The natural conclusion to draw is that he’s spending the night at Cosette’s--either that, or he’s dead in a ditch somewhere, and either answer is undesirable. Courfeyrac’s general ugly mix of feelings were kept at bay by the complicated text of his readings, but there’s nothing left to distract and the full gravity of the situation hits him.

So, instead of trying to tangle through it again, he just goes to bed.

When he wakes up, Marius still isn’t there. It strikes Courfeyrac that this is the first night since he turned up on his threshold that his favorite nerd hasn’t occupied his futon. It’s the first morning that he’s had breakfast alone, and only poured one cup of coffee. God, you’re being pathetic, he says in his mind as he’s sitting down, but lets himself sit in the quiet misery for a long moment, allowing himself a moment of wallowing before pulling back from it. He’s strong. He can deal.

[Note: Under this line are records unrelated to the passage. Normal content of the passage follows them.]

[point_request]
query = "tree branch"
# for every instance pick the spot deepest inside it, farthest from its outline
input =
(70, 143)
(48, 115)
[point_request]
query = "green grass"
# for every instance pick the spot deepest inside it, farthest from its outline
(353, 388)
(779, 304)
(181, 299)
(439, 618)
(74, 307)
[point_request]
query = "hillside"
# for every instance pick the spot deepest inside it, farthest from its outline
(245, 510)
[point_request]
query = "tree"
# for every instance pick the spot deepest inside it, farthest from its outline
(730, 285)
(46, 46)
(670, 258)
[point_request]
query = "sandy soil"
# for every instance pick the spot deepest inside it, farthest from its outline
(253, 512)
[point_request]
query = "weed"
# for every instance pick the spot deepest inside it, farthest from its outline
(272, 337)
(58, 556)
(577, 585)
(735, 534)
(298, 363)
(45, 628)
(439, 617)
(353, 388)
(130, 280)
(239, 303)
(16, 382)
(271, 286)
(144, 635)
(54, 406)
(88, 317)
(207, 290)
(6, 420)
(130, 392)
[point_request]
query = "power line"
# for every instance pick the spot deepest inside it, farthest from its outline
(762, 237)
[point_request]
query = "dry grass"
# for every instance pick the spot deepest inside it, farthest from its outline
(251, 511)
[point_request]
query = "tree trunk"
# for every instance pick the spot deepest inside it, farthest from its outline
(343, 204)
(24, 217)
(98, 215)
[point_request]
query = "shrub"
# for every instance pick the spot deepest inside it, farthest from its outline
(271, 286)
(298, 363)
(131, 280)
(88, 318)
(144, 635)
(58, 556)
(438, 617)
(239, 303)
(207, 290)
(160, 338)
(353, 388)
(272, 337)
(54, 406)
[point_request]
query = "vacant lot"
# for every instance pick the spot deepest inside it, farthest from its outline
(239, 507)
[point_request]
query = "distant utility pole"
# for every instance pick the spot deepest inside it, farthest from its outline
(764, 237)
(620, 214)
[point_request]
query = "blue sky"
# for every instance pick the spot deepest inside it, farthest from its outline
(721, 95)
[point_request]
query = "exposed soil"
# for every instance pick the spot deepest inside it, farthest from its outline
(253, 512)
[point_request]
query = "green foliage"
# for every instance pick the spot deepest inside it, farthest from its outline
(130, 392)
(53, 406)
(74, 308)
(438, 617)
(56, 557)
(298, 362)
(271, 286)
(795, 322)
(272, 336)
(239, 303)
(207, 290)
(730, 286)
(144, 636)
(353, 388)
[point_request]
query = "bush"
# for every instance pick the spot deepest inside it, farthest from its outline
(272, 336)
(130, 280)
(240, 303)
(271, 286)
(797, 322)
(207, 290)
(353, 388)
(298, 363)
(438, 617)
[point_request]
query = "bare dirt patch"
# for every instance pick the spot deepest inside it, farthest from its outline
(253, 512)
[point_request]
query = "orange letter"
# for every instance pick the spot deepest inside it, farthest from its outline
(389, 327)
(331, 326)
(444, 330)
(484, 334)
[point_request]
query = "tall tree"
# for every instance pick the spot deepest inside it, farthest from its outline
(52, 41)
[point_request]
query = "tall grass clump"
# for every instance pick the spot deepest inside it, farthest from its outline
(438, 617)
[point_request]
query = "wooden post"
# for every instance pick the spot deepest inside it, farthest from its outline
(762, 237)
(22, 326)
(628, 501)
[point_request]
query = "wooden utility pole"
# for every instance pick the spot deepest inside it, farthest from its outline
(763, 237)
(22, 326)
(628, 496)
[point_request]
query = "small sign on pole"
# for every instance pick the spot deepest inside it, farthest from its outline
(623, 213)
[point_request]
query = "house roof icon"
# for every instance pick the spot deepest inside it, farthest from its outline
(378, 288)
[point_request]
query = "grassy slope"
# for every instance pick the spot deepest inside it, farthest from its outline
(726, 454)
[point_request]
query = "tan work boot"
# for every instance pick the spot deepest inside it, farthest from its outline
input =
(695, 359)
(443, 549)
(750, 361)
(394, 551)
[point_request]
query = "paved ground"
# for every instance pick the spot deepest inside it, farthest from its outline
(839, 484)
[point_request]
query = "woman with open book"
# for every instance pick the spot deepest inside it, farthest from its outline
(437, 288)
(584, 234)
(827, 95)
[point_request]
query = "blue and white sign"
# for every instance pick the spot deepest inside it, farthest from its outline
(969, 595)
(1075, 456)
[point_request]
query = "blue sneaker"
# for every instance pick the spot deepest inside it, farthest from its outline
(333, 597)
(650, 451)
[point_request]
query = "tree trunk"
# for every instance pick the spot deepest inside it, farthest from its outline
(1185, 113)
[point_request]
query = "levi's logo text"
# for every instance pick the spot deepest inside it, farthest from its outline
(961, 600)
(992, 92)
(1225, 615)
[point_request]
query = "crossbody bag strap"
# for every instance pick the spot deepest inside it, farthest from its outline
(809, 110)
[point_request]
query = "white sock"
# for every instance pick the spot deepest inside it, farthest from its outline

The door opens. Courfeyrac almost falls out of his chair.

Marius comes in, wearing the same clothes as the night before, his hair wet from a shower. He looks at Courfeyrac with his trademark wide, deer-startled eyes.

“Um. Hi,” he says, shifting from foot to foot, putting his bag down by the coat rack.

“Hey,” Courfeyrac says, unable to resist giving him shit even though it hurts. So he’s grinning, devilish and suggestive. “Fun night?”

“I mean, yes, but...oh, God, Courf, not like _that!”_ Marius pulls a face of disgust, and Courfeyrac laughs.

“Just checking. I mean, you understand how the situation looks.”

“I hate you,” Marius mutters, but then Courfeyrac hands him a cup of coffee, which he’s gotten up and poured while Marius was spluttering. “Thanks,” he says, looking up at him. “Look, I...I feel like we should talk about something.”

“About what?” Keep your cool, Courf.

“Just something that Cosette said that I think...well, admittedly I haven’t had all that much time to think about it. But I can’t get it out of my head, so I um, I figured that I should let you know about it, especially because it’s kind of relevant and I just, I mean, um...”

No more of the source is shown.